A new feature to the Hamilton Lugar School’s annual America’s Role in the World® conference was the student editorial writing contest. Open to all IU Bloomington students, the contest was judged by Carol Giacomo, the foreign policy editorial writer for The New York Times and Indiana University’s new Poynter Chair. First place went to third-year student in Political Science and Russian and East European Studies, Tyler Combs, for his piece, “For America to Save the Liberal World Order, We Must Admit that We Broke It.”
President Trump offered nothing but kind words for North Korean leader Kim Jong-un despite their failure to reach a denuclearization agreement at the summit in Hanoi. Mr. Trump praised the dictator and claimed to believe him when he denied knowing about the 2017 death of American student Otto Warmbier in North Korean custody. Fortunately, Mr. Warmbier’s parents set the record straight by reasserting that Mr. Kim was responsible for their son’s tragic demise.

That was the latest instance in which Mr. Trump has sided with authoritarian leaders, even when they have directly harmed American interests and American lives. Meanwhile, he has regularly expressed disdain for the country’s trusted democratic allies, especially in Europe. At a time when democracy and human rights are under assault, the United States, once the international leader against authoritarianism, has muted its support for both of those bedrock principles.
How did the world get to this point? The reality is that, like other great powers before it, the United States is helping to sow the seeds of its own decline. Hubris fueled by American dominance in the post-Cold War “unipolar moment” led the United States to undertake a pointless war in Iraq in 2003 that overthrew leader Saddam Hussein. Two years earlier, after the 9/11 attacks, American forces ousted the Taliban in Afghanistan to ensure the country would never again be a haven for Al Qaeda and other anti-Western terrorist groups. Those conflicts, as well as the subsequent Syrian civil war and battle against Islamic State, cost thousands of (American, Iraqi, Afghan, Syrian, NATO) lives and trillions of dollars , while creating instability that has bled over into Europe with terror attacks and a refugee crisis that are fueling authoritarian populism.
Russia, a revisionist power determined to disrupt the United States-led liberal order, is working hard to exploit the turmoil. However, the United States bears some responsibility too, as Russia’s aggression is in part a response to Washington’s push to expand NATO into Eastern Europe. Under President Vladimir Putin, Russia has increasingly come to see alliance enlargement as a grave security threat that must be responded to forcefully. However well-intended, America’s push for a more inclusive NATO reflect a refusal to accept constraints that have ultimately had dire consequences for the world order.

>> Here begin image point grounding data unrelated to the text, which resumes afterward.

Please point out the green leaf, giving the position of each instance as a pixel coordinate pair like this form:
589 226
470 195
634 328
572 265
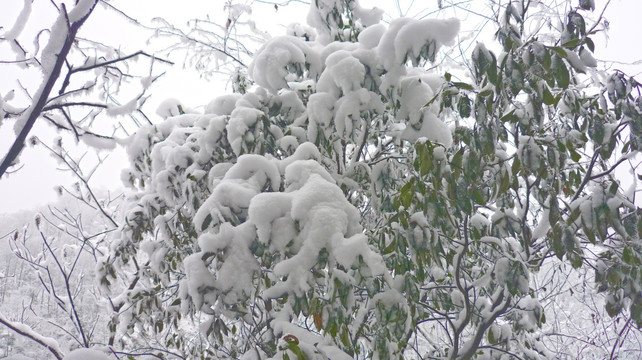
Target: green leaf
462 85
548 98
589 44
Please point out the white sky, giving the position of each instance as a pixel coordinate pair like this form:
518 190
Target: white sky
34 184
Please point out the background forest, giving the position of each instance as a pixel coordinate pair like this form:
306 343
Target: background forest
456 183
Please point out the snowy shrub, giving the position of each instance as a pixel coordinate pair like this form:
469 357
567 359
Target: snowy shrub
353 204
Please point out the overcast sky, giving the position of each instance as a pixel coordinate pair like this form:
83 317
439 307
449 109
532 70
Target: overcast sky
33 185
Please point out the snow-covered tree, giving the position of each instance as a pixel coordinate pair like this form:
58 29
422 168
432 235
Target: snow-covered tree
355 202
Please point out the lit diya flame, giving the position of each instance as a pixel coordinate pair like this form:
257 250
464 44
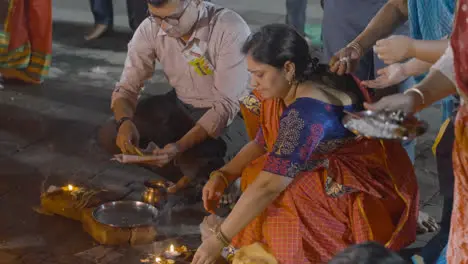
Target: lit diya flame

This isn’t to say democracy shouldn’t be encouraged in the Middle East, or that Eastern Europe shouldn’t have security guarantees. However, the fact is that America’s overstretch has torn the fabric of the international order, and that revisionist states and authoritarian populists are preying on those tears to worsen the democratic recession. The spread of democracy and human rights are all greatly enhanced by a liberal world order, but for that to happen the liberal world order must exist. To ensure that, the next American presidential must be humble, prudent, and accepting of the realities of the international situation without stooping to realpolitik.

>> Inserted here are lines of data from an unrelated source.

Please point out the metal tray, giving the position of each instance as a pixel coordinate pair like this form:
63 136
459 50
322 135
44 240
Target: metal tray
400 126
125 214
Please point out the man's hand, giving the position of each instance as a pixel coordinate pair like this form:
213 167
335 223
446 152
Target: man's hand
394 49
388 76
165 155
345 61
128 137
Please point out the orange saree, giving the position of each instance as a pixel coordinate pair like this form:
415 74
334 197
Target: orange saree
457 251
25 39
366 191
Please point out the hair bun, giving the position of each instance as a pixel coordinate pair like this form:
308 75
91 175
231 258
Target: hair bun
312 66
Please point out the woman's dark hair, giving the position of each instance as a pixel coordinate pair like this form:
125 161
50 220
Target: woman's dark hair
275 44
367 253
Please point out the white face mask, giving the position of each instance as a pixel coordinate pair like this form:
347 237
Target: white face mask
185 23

What would a more realistic liberalism look like? Essentially, it would involve a process of consolidation on an international scale. Liberal overreach abroad has resulted in a fracturing of liberalism at home, to the ultimate danger of liberal democracies near and afar. The order cannot expand to embrace the periphery of illiberal and undemocratic states if authoritarian populists destroy the core of established liberal democracies and emerging democracies.

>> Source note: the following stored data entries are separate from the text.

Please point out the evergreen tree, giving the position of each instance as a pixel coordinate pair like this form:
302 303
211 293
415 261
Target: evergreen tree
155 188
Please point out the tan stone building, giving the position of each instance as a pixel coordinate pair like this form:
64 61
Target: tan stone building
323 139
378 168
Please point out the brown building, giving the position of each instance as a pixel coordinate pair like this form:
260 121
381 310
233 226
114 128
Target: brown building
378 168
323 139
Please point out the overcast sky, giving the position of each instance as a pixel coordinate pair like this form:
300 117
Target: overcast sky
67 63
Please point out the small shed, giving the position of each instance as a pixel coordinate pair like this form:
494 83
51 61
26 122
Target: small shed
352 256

In practical terms, this means that the United States must evaluate every foreign policy decision with the goal of advancing the long-term health of the liberal order, not just its immediate self-interest or moral crusading fervor. Before signing new trade agreements, it must manage the disruptions caused by the old. Before forging new alliances, the United States and NATO must demonstrate that they can defend the allies they already have and that all allies – old or new — are capable of, and commited to, carrying their weight.
By refocusing its foreign policy on democratic consolidation and economic stabilization, the United States will be better able to direct its resources toward securing support for the liberal order in those countries that have already committed to it. Americans and citizens in allied countries need to be reminded, and in some cases persuaded again, that democracy, with its political and economic freedoms, is the best system of governance.
At some point, undemocratic states will once again be invited into the liberal order, but that should not happen without consolidation and stabilization today.
Such an assessment of the causes of the world order’s present state and the prescriptions may seem cynical and pessimistic. Yet, it is based not on despair, but hope. The liberal order that the United State led for seven decades has provided massive benefits including peace and prosperity in Europe, and it can continue to do so while expanding further. But that can only be secured by building a more sustainable order, once the existing deep wounds have been repaired.
Although it has largely abdicated its international leadership role under President Trump, the United States still has time to guide this consolidation, but only if his successor is more enlightened and responsible.